Querido diario:
Hoy me desperté con una letra en la cabeza, pero no era una que yo hubiera escrito. Era la que me habitaba. Como si la canción que nació para alguien más... ahora me estuviera hablando a mí.
Me vestí despacio. El cuaderno iba conmigo, aunque no estaba en las manos. Lo sentía en la espalda, como si latiéramos juntas.
Gabriel me saludó igual que siempre, con ese movimiento leve de cabeza que parece no significar nada... pero que yo ya sé leer. Y él también me leyó a mí.
Porque no le pasé la hoja como un secreto. Esta vez, la dejé abierta sobre la mesa mientras tomábamos apuntes. Él no la señaló. Solo acomodó su cuaderno al lado del mío. Y cuando se me escapó una melodía sin querer, bajita, él no me pidió que repitiera nada. La siguió. Como si la conociera desde antes.
En el recreo no hablamos de la canción. Hablamos de cosas sin importancia. Del jugo raro del comedor. Del viento que arrastraba papeles en la cancha. Del sonido que hacían los árboles si te sentabas en las gradas más altas.

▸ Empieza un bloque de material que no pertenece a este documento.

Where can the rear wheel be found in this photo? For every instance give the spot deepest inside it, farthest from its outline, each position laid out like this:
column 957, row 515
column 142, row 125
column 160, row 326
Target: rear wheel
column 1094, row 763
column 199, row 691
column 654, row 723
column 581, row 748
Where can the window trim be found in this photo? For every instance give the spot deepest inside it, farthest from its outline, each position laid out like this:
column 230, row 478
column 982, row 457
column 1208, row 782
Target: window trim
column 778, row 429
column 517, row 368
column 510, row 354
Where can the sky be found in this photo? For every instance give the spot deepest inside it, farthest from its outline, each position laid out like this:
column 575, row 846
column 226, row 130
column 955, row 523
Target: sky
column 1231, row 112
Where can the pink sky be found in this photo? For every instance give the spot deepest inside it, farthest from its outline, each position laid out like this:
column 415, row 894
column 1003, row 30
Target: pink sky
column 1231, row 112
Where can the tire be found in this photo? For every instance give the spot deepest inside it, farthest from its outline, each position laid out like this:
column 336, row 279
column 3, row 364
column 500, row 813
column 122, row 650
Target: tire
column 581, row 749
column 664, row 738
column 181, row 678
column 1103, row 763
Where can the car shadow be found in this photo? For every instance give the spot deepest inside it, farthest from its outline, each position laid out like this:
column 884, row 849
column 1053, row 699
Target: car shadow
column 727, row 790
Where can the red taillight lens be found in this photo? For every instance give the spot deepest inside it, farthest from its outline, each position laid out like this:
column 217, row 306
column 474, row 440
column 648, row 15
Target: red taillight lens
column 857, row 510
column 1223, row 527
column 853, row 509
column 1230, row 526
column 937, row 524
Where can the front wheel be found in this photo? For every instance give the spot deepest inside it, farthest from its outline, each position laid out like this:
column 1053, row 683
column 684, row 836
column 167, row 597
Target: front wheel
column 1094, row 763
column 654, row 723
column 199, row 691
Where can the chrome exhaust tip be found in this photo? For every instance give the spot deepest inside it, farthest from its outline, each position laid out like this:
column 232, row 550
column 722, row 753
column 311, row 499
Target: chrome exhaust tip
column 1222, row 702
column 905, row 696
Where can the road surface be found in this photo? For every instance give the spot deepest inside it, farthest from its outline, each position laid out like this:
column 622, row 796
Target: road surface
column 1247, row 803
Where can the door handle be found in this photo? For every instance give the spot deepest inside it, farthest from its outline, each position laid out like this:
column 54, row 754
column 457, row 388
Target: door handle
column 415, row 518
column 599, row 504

Pero cada silencio entre frase y frase tenía forma de estrofa.
Cuando terminó la jornada, no preguntamos nada. Caminamos juntos hacia el salón de música, como si ya lo hubiéramos decidido días antes. Él cargaba su guitarra. Yo, mi cuaderno.
El aula estaba vacía. Se sentó en el piso, cruzado de piernas, y yo me acomodé en una silla frente a él. No hablamos.
Gabriel empezó a afinar. Yo pasé los dedos sobre las líneas escritas, como si repasarlas fuera igual a respirar.
Y justo cuando íbamos a empezar, se escuchó un leve toque en la puerta.
Era la profesora Marlene.
Entró como entra la lluvia cuando no se la espera: silenciosa, pero inevitable.
—¿Puedo escucharla? —preguntó, sin moverse demasiado.
Asentí. Gabriel también. Lo demás... lo hicimos cantando.
🎶 Si alguna vez te escondiste para brillar, yo canto por nosotras... Tu voz se quedó en mí como semilla, y ahora florece en otra garganta. 🎶
La profesora no aplaudió. Pero sus ojos sí. Se acercó, sin prisa, y dijo solo esto:
—Lo invisible acaba de tener nombre.
Se quedó unos segundos más. Luego se fue, dejándonos con un silencio distinto.
Gabriel se quedó mirando su guitarra. Yo tenía las manos sobre el cuaderno cerrado.
—¿Y ahora qué? —preguntó él.
Lo pensé un segundo. No por miedo. Por precisión.
—Ahora la compartimos —dije.
Y me reí.
No fuerte. Pero con esa risa que sale del pecho sin permiso. Porque esta vez fui yo quien lo dijo. No él. No la profesora. No nadie.
Yo lo dije. Porque yo lo sentí.
Porque ya no tengo que esperar a que me lean entre líneas.
Porque esta vez... soy yo quien canta.